Rapport oral de M. Boris Calame (Ve)

Le président. Je prie M. Calame de bien vouloir s'installer à la table des rapporteurs pour nous présenter le dossier de grâce.

M. Boris Calame (Ve), rapporteur. Monsieur le président, Mesdames et Messieurs les députés, la commission de grâce s'est réunie le 23 avril dernier pour traiter la demande de grâce de M. D. C., actuellement incarcéré à la prison de Champ-Dollon.

Né à Marseille le 31 mars 1969, le détenu est un ressortissant français, marié et père de deux jeunes enfants. Il était domicilié en France au moment de son arrestation qui a eu lieu au Maroc à la mi-juillet 2017, sur requête des autorités suisses. De l'étude de la procédure pénale et des pièces produites par son avocat, il ressort que M. D. C. a été prévenu de plusieurs infractions à Genève en 2001.

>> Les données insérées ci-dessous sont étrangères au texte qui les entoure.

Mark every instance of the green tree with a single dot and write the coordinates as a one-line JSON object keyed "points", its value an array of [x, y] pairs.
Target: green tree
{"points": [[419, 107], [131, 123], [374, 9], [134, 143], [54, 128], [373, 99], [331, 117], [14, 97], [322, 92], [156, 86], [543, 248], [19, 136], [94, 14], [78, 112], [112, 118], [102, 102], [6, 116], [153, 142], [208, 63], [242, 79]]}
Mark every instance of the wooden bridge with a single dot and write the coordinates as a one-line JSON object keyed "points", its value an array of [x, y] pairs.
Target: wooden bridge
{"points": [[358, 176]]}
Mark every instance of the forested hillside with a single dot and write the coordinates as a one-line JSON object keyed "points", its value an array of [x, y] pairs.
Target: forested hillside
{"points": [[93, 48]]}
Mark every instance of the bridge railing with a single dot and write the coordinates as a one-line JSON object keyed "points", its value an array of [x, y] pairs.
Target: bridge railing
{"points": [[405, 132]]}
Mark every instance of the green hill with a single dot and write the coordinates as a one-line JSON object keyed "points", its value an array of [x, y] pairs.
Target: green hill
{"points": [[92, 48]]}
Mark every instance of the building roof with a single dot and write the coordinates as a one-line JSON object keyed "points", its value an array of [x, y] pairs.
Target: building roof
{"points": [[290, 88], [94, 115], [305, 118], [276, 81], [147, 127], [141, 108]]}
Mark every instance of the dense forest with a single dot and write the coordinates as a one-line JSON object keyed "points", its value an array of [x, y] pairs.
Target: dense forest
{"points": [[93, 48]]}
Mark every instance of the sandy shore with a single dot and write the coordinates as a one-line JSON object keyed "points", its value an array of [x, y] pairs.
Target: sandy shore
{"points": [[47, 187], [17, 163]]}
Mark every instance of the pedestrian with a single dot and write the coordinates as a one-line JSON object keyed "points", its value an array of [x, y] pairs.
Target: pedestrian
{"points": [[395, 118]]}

Tout d'abord, il a intentionnellement fait subir à une personne une atteinte autre que grave à l'intégrité corporelle ou à la santé en frappant Mme C. sur tout le corps à coups de pied et de poing. Il a commis un vol en usant de violence à l'égard d'une personne, en la menaçant d'un danger imminent pour la vie ou pour l'intégrité corporelle ou en la mettant hors d'état de résister en pénétrant avec violence dans l'appartement de Mme C., en la giflant, en la jetant à réitérées reprises sur le lit, en la mettant hors d'état de résister et en s'emparant de son porte-monnaie pour se l'approprier.

Il a également contraint une personne de sexe féminin à subir l'acte sexuel, notamment en usant de menace ou de violence envers Mme D., en exerçant sur elle des pressions d'ordre psychique ou en la mettant hors d'état de résister, et a volé ladite victime. Il a soustrait le contenu d'une bourse qui lui avait été confiée dans le cadre d'un emploi à l'essai dans un restaurant de la place. Enfin, il a séjourné dans notre canton illégalement et sans document d'identité, et a déclaré une fausse identité lors de son interpellation.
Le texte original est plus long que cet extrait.